El síndrome del pollito rosa
De pequeño mi madre vino un día a casa. En sus manos traía una caja. Dentro de ésta, algo vivo se movía. Dos pollitos. Uno era rosa y otro lila. Mi hermana eligió rosa. Yo me quedé con el lila.
Los dos pollitos vivian en la misma caja pollitamente felices. Un día, el pollito rosa comenzó a picar al pollito lila. Le picaba en la patita. Le hacía daño y sufría. Mi pollito lila no hacía nada porque era un pollito bueno. El pollito rosa seguía picando sin descanso.
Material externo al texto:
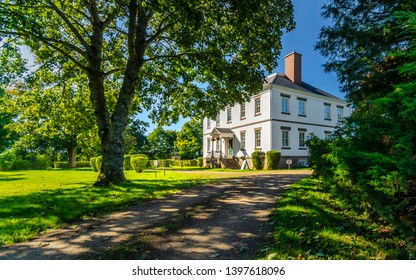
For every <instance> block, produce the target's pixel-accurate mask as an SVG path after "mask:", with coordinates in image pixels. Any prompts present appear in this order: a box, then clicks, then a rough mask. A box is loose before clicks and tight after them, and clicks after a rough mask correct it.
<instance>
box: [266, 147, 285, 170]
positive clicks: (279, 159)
mask: <svg viewBox="0 0 416 280" xmlns="http://www.w3.org/2000/svg"><path fill="white" fill-rule="evenodd" d="M281 156H282V154H281V152H280V151H273V150H272V151H268V152H267V153H266V163H267V169H269V170H272V169H277V168H278V166H279V162H280V157H281Z"/></svg>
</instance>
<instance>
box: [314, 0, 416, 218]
mask: <svg viewBox="0 0 416 280" xmlns="http://www.w3.org/2000/svg"><path fill="white" fill-rule="evenodd" d="M415 11H416V3H415V2H414V1H408V0H401V1H390V0H383V1H359V0H347V1H338V0H334V1H332V2H330V3H329V4H328V5H326V6H325V7H324V12H323V15H324V16H325V17H327V18H329V19H331V20H332V22H333V23H332V25H331V26H327V27H324V28H323V29H322V31H321V34H320V41H319V42H318V44H317V48H318V49H319V50H320V51H321V53H322V54H323V55H325V56H327V57H328V59H329V61H328V63H327V64H326V69H327V70H330V71H335V73H336V74H337V75H338V77H339V80H340V81H341V83H342V89H343V90H344V92H345V93H346V94H347V96H348V98H349V99H350V101H351V102H352V103H353V107H354V111H353V114H352V116H351V117H350V118H349V119H348V120H347V121H346V123H345V125H344V126H343V127H342V128H341V129H340V132H341V134H342V135H343V136H344V138H339V139H337V141H336V142H335V143H333V144H332V145H331V150H332V156H331V157H327V159H328V158H332V161H333V163H335V169H332V168H331V169H330V170H331V172H332V173H331V172H330V173H331V174H332V175H333V176H334V178H335V181H331V182H333V183H334V184H335V185H338V186H341V187H340V189H342V188H345V182H346V180H349V181H350V182H351V183H352V185H355V186H359V188H355V189H354V190H351V191H350V194H355V195H352V197H353V198H354V200H355V203H356V204H357V203H359V201H365V204H369V205H371V206H372V207H373V208H372V209H371V210H370V211H374V209H376V211H378V214H379V215H381V216H382V217H384V218H387V219H394V218H397V217H398V215H399V214H400V213H401V211H403V209H404V207H405V206H406V205H407V204H408V203H409V195H407V194H408V193H409V192H411V191H412V190H413V192H414V188H415V187H416V173H415V172H414V170H415V169H416V146H415V143H416V118H415V113H416V102H415V100H416V84H415V80H416V62H415V61H416V59H415V58H416V55H415V54H416V53H415V52H416V36H415V35H416V18H415V17H416V14H415ZM334 45H337V46H338V47H337V48H333V46H334ZM327 170H329V169H327ZM412 203H413V204H410V205H414V202H412ZM410 210H411V209H410ZM412 211H413V210H412Z"/></svg>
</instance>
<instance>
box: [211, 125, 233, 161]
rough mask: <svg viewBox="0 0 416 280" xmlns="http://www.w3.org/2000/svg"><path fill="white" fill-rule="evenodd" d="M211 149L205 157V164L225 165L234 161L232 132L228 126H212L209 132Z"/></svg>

Un dia, mi pollito lila falleció tristemente después de soportar todos los picotazos. El pollito rosa seguía picándole incluso después de muerto. Tiramos al pollito lila a su tumba de deshechos. Ni siquiera recibió un funeral digno. El pollito rosa se quedó solo durante dos largos días. Ya no piaba. Estaba triste y se limitaba a quedarse en una esquina. Le pusimos un dibujo del pollito lila, pero no fue lo mismo. Al amanecer del tercer dia apareció muerto. Había muerto de pena. Nunca lo superó.
Y ese es el síndrome del pollito rosa, picar y picar hasta que haces mucho daño y matas al pollito lila y luego te mueres de pena.